Maybe Chief Justice John Roberts wanted to mix things up as he began his 10th term.

The oddities started on the first Monday of October, the term’s traditional kickoff day. At 9:30 a.m. the press corps was handed what looked to be a routine list of orders. Reporters soon realized that more than 30 pages were missing.

Those pages turned out to contain surprising news: The court, without comment, was letting gay marriage start in as many as 11 more states.

Two days later, a building that closes to the public at 4:30 p.m. turned into Night Court. At 6:50 p.m. on Oct. 8 the court blocked same-day voter registration in North Carolina. The coming days saw a 9 p.m. order halting Wisconsin’s voter-ID law and a 6:30 p.m. order stopping Texas’s new abortion restrictions. In each case, the majority gave no reasoning.

Along the way, Justice Anthony Kennedy issued what he thought was a temporary halt to the start of gay marriage in Idaho, whose governor was seeking a delay.

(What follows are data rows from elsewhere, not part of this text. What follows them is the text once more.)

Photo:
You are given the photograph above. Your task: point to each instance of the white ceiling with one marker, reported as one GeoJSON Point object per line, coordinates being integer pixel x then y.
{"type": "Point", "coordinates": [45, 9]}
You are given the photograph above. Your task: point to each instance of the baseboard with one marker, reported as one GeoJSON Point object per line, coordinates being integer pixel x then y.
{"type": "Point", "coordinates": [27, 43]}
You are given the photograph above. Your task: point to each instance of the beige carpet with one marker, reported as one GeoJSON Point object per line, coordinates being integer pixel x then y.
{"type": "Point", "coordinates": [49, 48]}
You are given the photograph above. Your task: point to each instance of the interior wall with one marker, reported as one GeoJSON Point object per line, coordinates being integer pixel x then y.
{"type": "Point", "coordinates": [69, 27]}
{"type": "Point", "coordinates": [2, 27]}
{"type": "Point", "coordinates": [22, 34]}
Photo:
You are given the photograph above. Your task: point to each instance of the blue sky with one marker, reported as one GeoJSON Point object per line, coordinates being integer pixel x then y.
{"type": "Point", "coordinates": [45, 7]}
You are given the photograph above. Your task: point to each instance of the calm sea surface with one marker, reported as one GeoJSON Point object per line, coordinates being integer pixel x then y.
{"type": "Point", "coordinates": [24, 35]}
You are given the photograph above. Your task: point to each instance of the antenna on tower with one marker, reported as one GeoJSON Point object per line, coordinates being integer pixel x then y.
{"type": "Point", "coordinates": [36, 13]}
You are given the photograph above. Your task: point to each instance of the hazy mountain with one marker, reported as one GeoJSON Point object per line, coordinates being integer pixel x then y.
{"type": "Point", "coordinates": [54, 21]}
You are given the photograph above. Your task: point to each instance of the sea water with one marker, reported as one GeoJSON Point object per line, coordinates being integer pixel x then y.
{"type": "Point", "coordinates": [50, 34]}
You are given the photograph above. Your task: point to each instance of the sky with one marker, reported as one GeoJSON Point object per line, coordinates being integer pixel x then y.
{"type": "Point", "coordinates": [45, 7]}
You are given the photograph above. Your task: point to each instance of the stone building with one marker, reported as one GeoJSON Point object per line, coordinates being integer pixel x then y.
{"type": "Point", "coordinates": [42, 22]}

The hitch was that the order contained a case number that also made it applicable to Nevada, where officials were poised to start issuing licenses.

Kennedy issued a corrected order later that day, clearing weddings to begin in Nevada. The court eventually lifted the Idaho stay as well.

Finally there was Ruth Bader Ginsburg, the 81-year-old justice who in liberal circles has become a heroine, fondly nicknamed “notorious R.B.G.”

Displeased that the court was poised to issue an election-related order that would let Texas require photo IDs at the polls, Ginsburg set to work on a dissent that took almost until dawn on a Saturday morning. The court released the order and dissent at 5:05 a.m. on Oct. 18.

At a public appearance the next day, Ginsburg laughed when asked why it took her until the wee hours. With the last brief filed less than 24 hours earlier, “there wasn’t much time to write the dissent,” she said.

As it turns out, Ginsburg might have benefited from a little more time. This week, the court deleted a sentence in her opinion that had incorrectly said Texas wouldn’t accept ID cards issued by the Department of Veterans’ Affairs.

The announcement, issued at Ginsburg’s instruction, was unprecedented. Then again, at the Supreme Court this month, it was practically business as usual.